Saturday, March 8, 2014

The Old Quarrel - By Way Of Introduction


Permit me, tender reader, to reintroduce myself.

It has been said that there is an old quarrel between philosophy and poetry.  Understanding how man's notions of philosophy and poetry have evolved since this observation was first made illustrates not only the veracity but also the irony of it.

It’s not that some regard rhetoric, once known as poetry, as futile or revelation, once understood to be philosophy, as instructive; it’s that they are inherently so.  To the extent that its basis in divine revelation remains intact and pure, rhetoric is, in fact, poetic.

The rhyme, measure, and meter of prose accord inasmuch its author recognizes his inherent incapacity to wield rhetoric for anything but the ultimate detriment of virtue.  This recognition is only manifestly apparent to he who knows why truth is sooner beauty than beautiful, for the inspiration of universals cannot be articulated but only recollected, experienced, and - at best - understood.  And so it is that rhetoric, mere imitation of understanding, corrodes admirably little when conveyed with sufficient restraint, prudence, and humility to be mistaken for poetry.

Understanding, which is man’s grasp of the divine, is simple in its purity but complex in its infinite relations, extensions, implications, variations, and connections.  By recording in writing a single proposition one captures for subsequent reflection an intuition with, however impure, some semblance of meaning and, posed properly, an intuitive process, which in evincing the means by which the proposition was intuited illustrates not only its self-evident veracity but the majestic unity of all things.  This is sublime to behold, which perhaps demonstrates why the purpose of this endeavor in rhetoric is not so much to convince the reader so much as it is to please the writer.

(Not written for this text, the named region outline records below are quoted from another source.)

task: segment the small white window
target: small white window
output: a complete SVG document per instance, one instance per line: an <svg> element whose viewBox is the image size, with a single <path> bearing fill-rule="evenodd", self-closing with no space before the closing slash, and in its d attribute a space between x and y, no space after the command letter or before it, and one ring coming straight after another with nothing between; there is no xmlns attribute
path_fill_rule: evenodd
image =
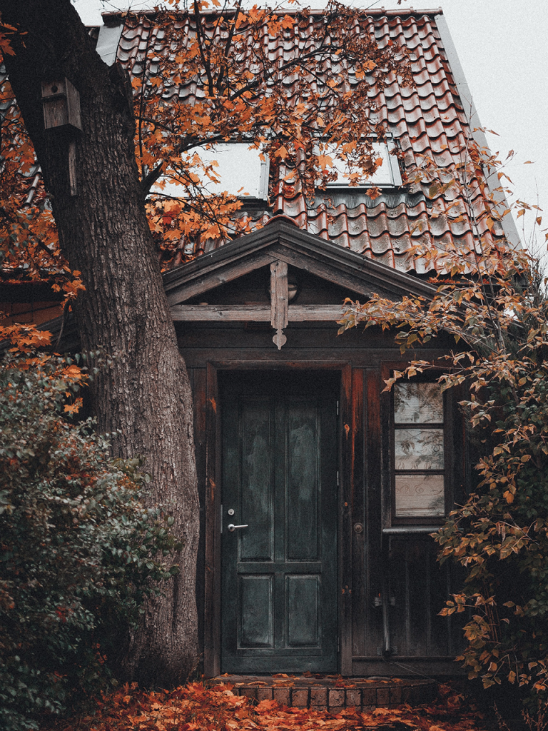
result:
<svg viewBox="0 0 548 731"><path fill-rule="evenodd" d="M400 382L393 389L395 518L445 515L444 396L438 383Z"/></svg>
<svg viewBox="0 0 548 731"><path fill-rule="evenodd" d="M196 174L208 192L218 194L227 192L239 198L258 198L266 200L268 197L268 156L254 148L249 148L247 143L223 143L214 145L210 149L194 148L189 155L197 153L204 164L213 162L215 173L218 183L208 180L197 167ZM191 170L192 172L192 170ZM180 197L183 189L174 183L167 182L163 191L156 188L156 192Z"/></svg>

Since rhetoric is the fount of no original meaning but can at best only illuminate those truths more intimately understood in better, earlier ages by men possessed of more holistic, incisive, and fundamental intuition in well enough imitating the form of revelation to evince its function, this writer’s conceited pride swells with pretension when his works are derided as archaic or anachronistic.  Let us examine this matter further.

The earlier the age, the more simple, elementary, even naïve man’s languages may seem, but appearances can be deceiving.  After all, man proclaiming the definition of a word is sooner an effect than a cause of that word’s meaning, as man does not assign definition so much as recognize one, since all his language is mere representation of intuitions, embedded on the very soul with which he was born, that he recollects.

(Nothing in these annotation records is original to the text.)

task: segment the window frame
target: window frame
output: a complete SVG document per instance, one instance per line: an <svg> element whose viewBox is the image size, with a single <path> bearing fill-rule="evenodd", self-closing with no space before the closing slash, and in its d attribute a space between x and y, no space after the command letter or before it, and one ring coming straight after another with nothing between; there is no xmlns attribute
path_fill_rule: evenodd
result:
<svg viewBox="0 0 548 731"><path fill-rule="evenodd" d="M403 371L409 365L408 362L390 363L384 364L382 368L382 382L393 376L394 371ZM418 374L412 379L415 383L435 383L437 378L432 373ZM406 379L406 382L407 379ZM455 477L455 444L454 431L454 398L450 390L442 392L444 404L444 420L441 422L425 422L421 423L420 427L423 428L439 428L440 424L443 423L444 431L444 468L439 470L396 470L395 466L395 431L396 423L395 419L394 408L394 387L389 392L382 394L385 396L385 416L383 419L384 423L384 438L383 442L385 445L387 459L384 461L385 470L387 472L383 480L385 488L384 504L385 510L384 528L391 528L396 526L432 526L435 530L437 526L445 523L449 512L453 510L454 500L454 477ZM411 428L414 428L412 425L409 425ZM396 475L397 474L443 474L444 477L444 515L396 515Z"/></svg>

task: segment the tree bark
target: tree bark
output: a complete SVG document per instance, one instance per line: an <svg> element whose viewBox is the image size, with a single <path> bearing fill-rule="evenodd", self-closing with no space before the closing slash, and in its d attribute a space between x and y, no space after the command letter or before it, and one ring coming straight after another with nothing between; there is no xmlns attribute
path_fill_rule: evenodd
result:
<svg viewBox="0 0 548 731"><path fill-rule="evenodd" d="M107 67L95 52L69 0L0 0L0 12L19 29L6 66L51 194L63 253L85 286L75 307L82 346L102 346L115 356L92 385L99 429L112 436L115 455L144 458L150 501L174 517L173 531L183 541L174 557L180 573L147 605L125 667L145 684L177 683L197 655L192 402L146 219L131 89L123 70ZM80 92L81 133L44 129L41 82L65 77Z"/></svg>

As sin begets sin, so disruption begets disruption.  Since language imitates understanding, which - by virtue of the various limits and weaknesses marking any temporal understanding of the spiritual realm beyond - diverges in its particular deficiencies from man to man, the disruption man renders language by employing it is inevitable.  This harm man deals language in using it, like all disruptive forces, obfuscates – in this case, words’ meanings and pronunciations, warranting not only the construction of new ones, which necessitates the use of more words to convey less meaning, but also the demarcation of the timbre, inflection, tone, amplitude, harmony of old ones to secure their identity against the vagaries of individual inclinations that in solitude drift without cause or end, but in mutual reciprocity check, reinforce, and anchor each other; of this collective interaction is prejudice born, which in defining certain particularities of linguistic precision, come overtime to define an accent, dialect, or language.

In this way we see why languages become both fewer and less verbose as one ventures back towards humanity’s dawn and how the laconism of earlier languages betray a profundity of thought increasingly difficult to not only fully understand but even simply recognize.

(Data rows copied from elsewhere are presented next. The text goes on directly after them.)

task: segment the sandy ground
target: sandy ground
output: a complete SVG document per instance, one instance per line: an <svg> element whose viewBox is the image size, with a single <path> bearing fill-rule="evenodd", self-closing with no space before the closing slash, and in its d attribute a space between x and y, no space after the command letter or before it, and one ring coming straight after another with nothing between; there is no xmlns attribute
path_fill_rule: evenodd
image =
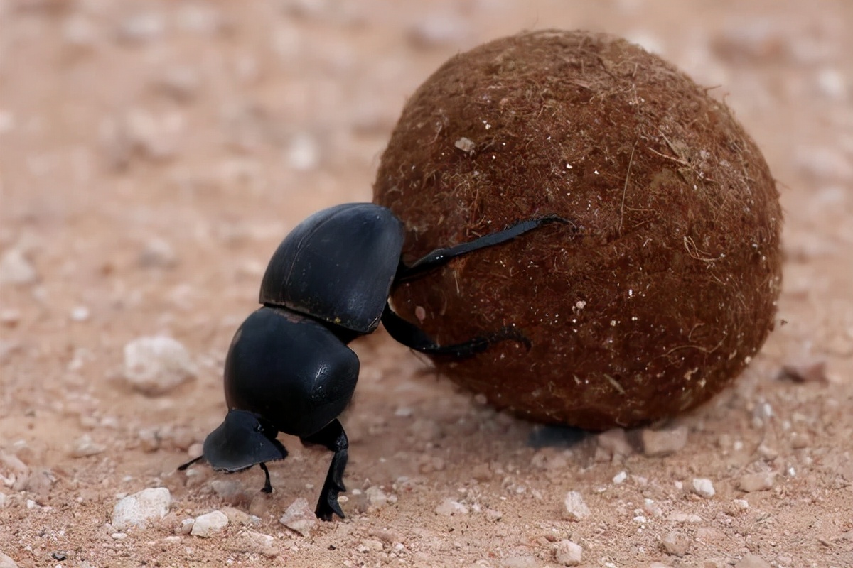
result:
<svg viewBox="0 0 853 568"><path fill-rule="evenodd" d="M851 6L0 3L0 565L549 566L569 542L588 566L853 565ZM294 439L269 496L258 469L176 473L223 417L223 357L282 236L370 199L406 96L445 59L543 27L659 53L763 148L784 323L736 385L656 427L688 432L668 456L643 432L537 448L380 331L355 344L345 520L280 523L328 463ZM147 396L124 347L158 335L196 376ZM165 517L111 525L159 486ZM223 531L184 534L216 510Z"/></svg>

Whereas sufficiently fundamental intuition could have once been conveyed with so few words so as to remind how a single Hebrew word could mean both inspiration and intuition, this writer confesses a peculiar pride born of his capacity to understand why for himself such discursive prose is as elegantly clarifying in pursuit of that same end as it is eminently gratifying.  Though he has sought to cleanse himself of sophistry - and with no small degree of pride claims some success in that task - this writer nonetheless accepts his stain of sin as a consequence of his being and embarks upon writing not as proud enunciation of truth or even virtuous proclamation of insight but only as pleasurable vice.

In other words, tender reader, in revealing its inherent futility mental masturbation is actually quite productive.

All is One.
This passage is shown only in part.